Early data collection is critical to creating a permanent record about the locations, timing, causes and other characteristics of the fires, says Davidson. If not gathered quickly, memories fade and important details can be permanently lost.

“We try to learn as much as possible from every real-life event that happens. Post-earthquake fires, in particular, are understudied despite the fact that they can dominate the losses in an event,” says Davidson.

In the 1906 San Francisco earthquake, for example, fires were the biggest cause of damage. More recently, fires also were a leading factor in the 1995 Japan earthquake in Kobe, which caused a reported 110 ignitions.

The fires, explains Davidson, are often caused by ruptured gas lines, electrical shortages and fallen candles, among other things. With multiple events happening simultaneously, extinguishing them is frequently hampered by limited or damaged water supplies, impaired transportation systems and compromised emergency response.

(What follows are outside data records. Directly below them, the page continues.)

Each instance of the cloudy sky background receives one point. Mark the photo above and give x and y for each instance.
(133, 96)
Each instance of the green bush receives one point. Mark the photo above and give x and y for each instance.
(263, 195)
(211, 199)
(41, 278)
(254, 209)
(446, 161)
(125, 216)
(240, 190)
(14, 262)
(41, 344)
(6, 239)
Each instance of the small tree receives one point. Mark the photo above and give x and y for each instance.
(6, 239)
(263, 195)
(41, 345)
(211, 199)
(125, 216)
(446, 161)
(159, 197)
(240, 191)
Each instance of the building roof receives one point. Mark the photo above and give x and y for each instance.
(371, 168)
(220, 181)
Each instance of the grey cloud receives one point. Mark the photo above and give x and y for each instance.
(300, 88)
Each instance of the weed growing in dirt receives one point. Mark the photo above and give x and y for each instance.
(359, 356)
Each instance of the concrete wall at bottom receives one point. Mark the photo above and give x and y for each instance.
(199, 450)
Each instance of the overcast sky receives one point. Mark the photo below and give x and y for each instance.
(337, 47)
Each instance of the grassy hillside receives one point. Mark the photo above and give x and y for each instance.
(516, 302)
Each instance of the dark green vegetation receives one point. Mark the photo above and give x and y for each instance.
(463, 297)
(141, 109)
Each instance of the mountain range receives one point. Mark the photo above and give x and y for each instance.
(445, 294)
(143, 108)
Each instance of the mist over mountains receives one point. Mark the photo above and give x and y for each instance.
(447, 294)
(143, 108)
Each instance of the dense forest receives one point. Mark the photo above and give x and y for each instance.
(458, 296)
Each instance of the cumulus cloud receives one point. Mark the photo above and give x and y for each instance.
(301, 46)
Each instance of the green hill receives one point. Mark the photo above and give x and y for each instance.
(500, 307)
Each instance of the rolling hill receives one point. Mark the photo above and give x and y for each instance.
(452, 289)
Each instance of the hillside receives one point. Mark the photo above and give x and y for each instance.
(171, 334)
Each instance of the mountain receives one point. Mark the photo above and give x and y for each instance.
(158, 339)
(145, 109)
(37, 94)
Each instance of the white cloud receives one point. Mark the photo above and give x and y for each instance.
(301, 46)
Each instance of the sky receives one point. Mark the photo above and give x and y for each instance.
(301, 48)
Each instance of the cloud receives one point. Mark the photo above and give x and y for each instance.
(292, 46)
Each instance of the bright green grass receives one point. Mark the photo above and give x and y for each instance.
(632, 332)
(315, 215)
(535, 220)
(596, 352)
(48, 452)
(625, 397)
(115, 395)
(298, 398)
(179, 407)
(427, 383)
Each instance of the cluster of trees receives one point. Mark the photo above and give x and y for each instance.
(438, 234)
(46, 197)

Working with Davidson is Charles Scawthorn, formerly a professor at Kyoto University (Japan) and currently a visiting scholar at the University of California at Berkeley, as well as visiting professor at Waseda University in Tokyo. Scawthorn has extensive background in the study of post-earthquake fires. He has already visited several ignition sites and reports that data is rapidly disappearing, underscoring the importance of their work.

“This project will almost double the available ignition data documented in previous earthquakes, substantially improving our ability to forecast ignitions in the future,” says Scawthorn.

The data will include statistics on both ground shaking (earthquake) and tsunami-induced fires, an area not studied until now.

It will also provide important information about how fires spread through neighborhoods, enabling more meaningful comparison with the emerging new generation of physics-based urban fire models, which Davidson says are “potentially powerful” but need real event comparisons to build their credibility.

Davidson says she hopes the work will lead to better post-earthquake fire models, which can be integrated into regional models that support long-term emergency response planning, urban planning and loss estimation.

Finally, the project promises to provide new insights into how post-earthquake fires start, spread and are suppressed in industrial facilities specifically, and how typical fire safety systems perform during an extreme earthquake. This information may have major implications in seismically active regions such as Los Angeles, which is home to many industrial facilities, and San Francisco.

“The recent earthquake in Japan is a critical opportunity to learn about where, how, and when fires occur following earthquakes,” says Davidson. “It is crucial to capture data from all similar events, even those that are not exactly the same as would be expected in a U.S. earthquake, such as wildland-urban interface fires.”

Funding for the project is provided through a one-year grant from the National Science Foundation’s Rapid Response Research (RAPID) program, which enables quick-response research on natural or anthropogenic disasters and similar unanticipated events.

This is Davidson’s third RAPID grant. In 2010, she was among the UD researchers to study the Haiti earthquake. In a separate project, she is investigating the gas pipeline explosion fire in San Bruno, Calif., also with Scawthorn, that leveled an entire neighborhood.

About the professor

Rachel Davidson joined UD in 2007. She is an associate professor in the Department of Civil and Environmental Engineering and a core faculty member of UD's internationally renowned, interdisciplinary Disaster Research Center (DRC). She conducts research on natural disaster risk modeling and civil infrastructure systems with a focus on regional risk and lifeline risk -- for example, electric power and water supply. She has modeled earthquakes, hurricanes, urban fire and ice storm risk, both to better characterize risk and to identify effective risk management decisions.